The wristwatch belonged to his master. Self-winding with motion, it tends to lose time in his current job; yet, to him it is priceless. His master donated his watch as an auction item, he told me. Saddened that the item was receiving no bids, the monk placed his own and won the watch for himself.
As with any watch, over time the wristband wore and needed to be replaced. During these two days of his visit to Baltimore Zen Center from Seoul International Zen Center at HwaGyeSa Temple, when not performing the requisite ceremonies, hosting visitors anxious to see him, or taking calls from friends who could not visit, the monk returned to one of his two or three apparent missions for this trip: to replace this watchband. He explained to me the night before that, serving as the head monk at the temple, he has almost no free time; it would be nearly impossible to take the time to tend to this task there.
Earlier Monday, the monk and his entourage made an outing to the shops to find a suitable watchband. In time, they left, and I arrived. He and I sat upon the cushions at the low table through the evening. I checked email, sent updates, sorted pictures, handled some correspondence for him, and so forth, while the monk worked mostly quietly at his task for well over an hour. Every once in a while he would engage me in simple small talk, a polite matter I'm sure. Once or twice he broke into song. Once he leapt up to prepare a snack. Once he stopped to play with the cat. Each time though, he returned to the watch...
And once it was done, he went off to his room to nap. I interrupted him briefly there before he fell completely asleep to say my good byes for this visit. What more need have been said between us?
Now, some questions
- The monk's devotion to his master and how much he cherishes this watch: are these attachments?
- Was the monk's activity a good lesson in Zen?
- In my place, would you have interrupted his work or his nap to ask questions?
3 comments:
huh.
Nice questions, Joe. I'm sorry I wasn't able to drop in on Sunday.
Yes, the devotions are attachments. But we may mean different things by this. We'll have to talk next time I see you.
Yes, the monk's activity was a good lesson in Zen.
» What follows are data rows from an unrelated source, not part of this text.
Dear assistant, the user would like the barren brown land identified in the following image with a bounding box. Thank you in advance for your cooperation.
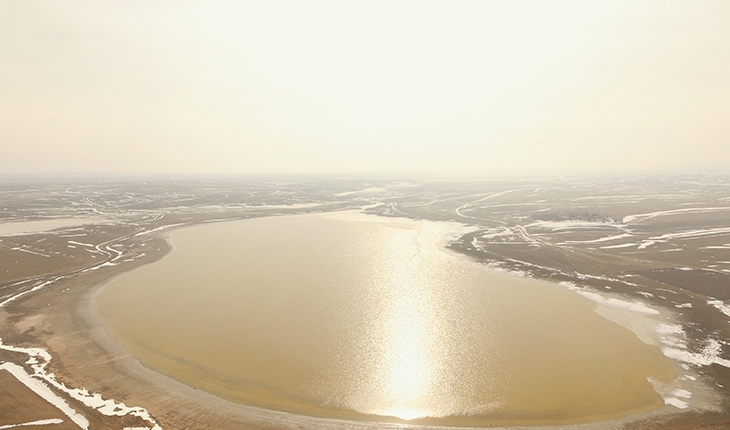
[0,176,730,429]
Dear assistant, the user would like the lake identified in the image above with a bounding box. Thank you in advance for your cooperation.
[92,212,676,426]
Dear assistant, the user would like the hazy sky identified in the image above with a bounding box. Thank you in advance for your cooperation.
[0,0,730,177]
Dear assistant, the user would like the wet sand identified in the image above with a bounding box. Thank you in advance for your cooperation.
[89,214,676,425]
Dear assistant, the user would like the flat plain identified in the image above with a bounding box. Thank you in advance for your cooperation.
[0,175,730,429]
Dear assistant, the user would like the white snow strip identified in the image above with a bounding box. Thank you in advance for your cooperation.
[0,339,161,430]
[561,233,633,245]
[707,300,730,317]
[623,206,730,224]
[82,261,119,272]
[0,362,89,430]
[649,227,730,240]
[637,240,656,249]
[664,397,689,409]
[0,418,63,430]
[10,246,50,258]
[68,240,94,248]
[577,290,659,315]
[0,278,54,308]
[662,339,730,368]
[599,243,638,249]
[135,222,188,236]
[527,221,624,231]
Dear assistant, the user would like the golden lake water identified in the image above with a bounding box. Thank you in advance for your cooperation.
[92,213,676,425]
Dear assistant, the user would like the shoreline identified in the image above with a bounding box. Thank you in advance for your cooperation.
[1,212,717,430]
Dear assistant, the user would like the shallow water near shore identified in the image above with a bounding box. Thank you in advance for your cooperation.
[92,214,675,425]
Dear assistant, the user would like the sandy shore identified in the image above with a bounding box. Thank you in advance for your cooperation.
[0,217,722,430]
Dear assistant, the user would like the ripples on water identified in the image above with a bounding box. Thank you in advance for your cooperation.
[94,213,674,425]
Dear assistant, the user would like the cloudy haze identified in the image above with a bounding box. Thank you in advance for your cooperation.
[0,0,730,177]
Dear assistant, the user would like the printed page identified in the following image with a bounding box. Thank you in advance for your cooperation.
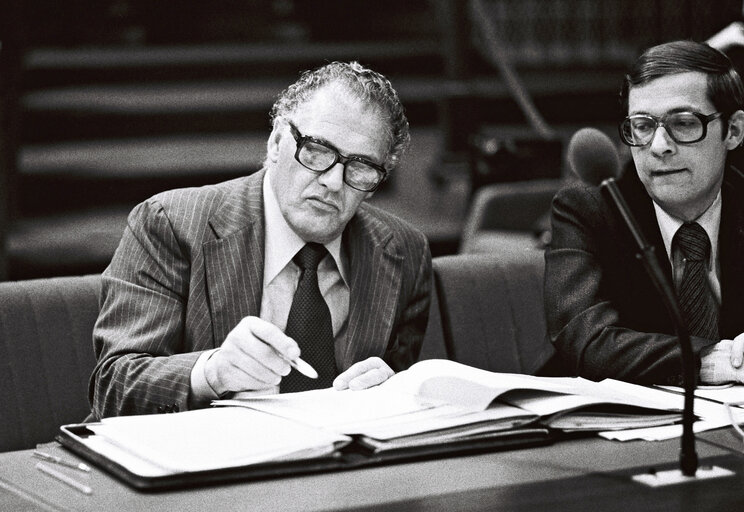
[218,386,442,431]
[88,407,350,472]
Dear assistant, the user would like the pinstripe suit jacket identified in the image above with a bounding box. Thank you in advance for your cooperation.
[545,166,744,384]
[90,171,431,417]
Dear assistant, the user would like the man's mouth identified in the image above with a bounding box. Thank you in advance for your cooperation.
[650,168,687,178]
[307,197,340,212]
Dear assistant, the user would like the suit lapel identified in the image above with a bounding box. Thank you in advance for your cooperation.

Is he not human, living in the world, with a need to attend to those matters that are necessary? If you said he spent the whole visit in meditation, chanting syllables, and perhpas lifting X-wing fighters out of a swamp... I'd say something was amiss. We live in the world, not a movie.
If I were in your place... I don't know. Did you have questions that needed to be answered that badly?
Something to ponder.
Many who begin Zen practice attach to a notion of non-attachment as a goal of the practice. It is a curiosity... something to be investigated in the practice, the attached or not attached, right and wrong, etc. We can certainly chat about those anytime, but in the meantime, it's still true that I like corn, but I don't like peas.
As to whether the monk's activity was a lesson at all, who knows? I suppose I could interpret it that way, no?
In both questions, though, we find ourselves wondering if there is meaning in what we observe---but what is the meaning of this wondering?
Was Sunim lost in thought? There's not necessarily an external indicator. The way to find out would have been to have challenged him---a time-honored tradition in this lineage, after all ;-) But should you challenge him or should you not challenge him? What is the right way to proceed?
As for me, I had plenty of discussion with the monk Sunday night; this time Monday was just time to hang out and to see if he needed any help with anything before leaving Tuesday morning. If either of us had something to do or to discuss, I suspect we did it without hesitation. And when it was time for him to rest, he rested, and when I got the message that dinner was almost ready, I left.
Nothing but fun! :-)
Now, some answers:
Are these attachments? Only if he lets them be
Evertything is a good lesson in zen if you listen and watch and understand.
If I were in your place, I would not be in my place.